Its almost wild to me that you never have.
Sometimes you need a better sort for just one task. Sometimes you need a parser because the data was never 100% standards compliant. Sometimes you need to reread Knuth for his line-breaking algorithm.
He was brought in by the state to do some coaching for existing software devs back in the 90s. When he was going over the various different basic algorithms (insertion sort, selection sort, etc.) one of the devs in the back of the class piped up with, "why are you wasting our time? C++ has qsort built in."
When you're processing millions of records, many of which are probably already sorted, using an insertion sort to put a few new records into a sorted list, or using selection sort to grab the few records you need to the front of the queue, is going to be an order of magnitude faster than just calling qsort every time.
Turned out he worked for department of revenue. So my teacher roasted him with "oh, so you're the reason it takes us so long to get our tax returns back."
Thinking that you can just scoot by using the built-in version is how we get to the horrible state of optimization that we're in. Software has gotten slow because devs have gotten lazy and don't bother to understand the basics of programming anymore. We should be running a machine shop, not trying to build a jet engine out of Lego.
funnily enough, this wasn't limited to contributing to some popular OS initiative.

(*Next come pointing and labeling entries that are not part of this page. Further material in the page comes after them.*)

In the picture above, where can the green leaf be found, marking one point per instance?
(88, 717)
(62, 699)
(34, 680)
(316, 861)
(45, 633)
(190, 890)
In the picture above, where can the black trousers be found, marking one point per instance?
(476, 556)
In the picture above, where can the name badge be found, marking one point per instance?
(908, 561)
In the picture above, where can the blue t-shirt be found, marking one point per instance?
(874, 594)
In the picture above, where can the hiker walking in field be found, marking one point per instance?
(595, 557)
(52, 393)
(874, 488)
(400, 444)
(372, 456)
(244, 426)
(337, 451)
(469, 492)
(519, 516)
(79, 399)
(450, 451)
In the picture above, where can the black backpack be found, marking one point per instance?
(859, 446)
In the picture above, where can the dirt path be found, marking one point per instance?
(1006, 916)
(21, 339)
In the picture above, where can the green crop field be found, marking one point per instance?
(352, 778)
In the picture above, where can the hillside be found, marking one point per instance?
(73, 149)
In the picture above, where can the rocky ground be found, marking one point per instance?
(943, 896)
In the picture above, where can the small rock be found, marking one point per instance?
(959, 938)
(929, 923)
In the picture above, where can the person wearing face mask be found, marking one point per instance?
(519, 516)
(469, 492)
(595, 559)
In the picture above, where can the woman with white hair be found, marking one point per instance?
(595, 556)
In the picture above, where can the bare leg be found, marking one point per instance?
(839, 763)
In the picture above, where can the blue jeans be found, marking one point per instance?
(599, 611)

You can call YAGNI, but many companies do in fact have their own libraries to maintain internally. So it comes up more than you expect.
On a higher level, the time I took to implement a bunch of sorts helped me be able to read the docs for sort(), realize it's a quicksort implentation, and make judgements like
1. yeah, that works
2. this is overkill for my small dataset, I'll just whip up basic bubblesort
3. oh, there's multiple sort API's and some sorts are in-place. I'll use this one
4. This is an important operation and I need a more robust sorting library. I'll explain it to the team with XYZ
The reasoning was the important lesson, not the ability to know what sorting is.
So you can pass job interviews, of course!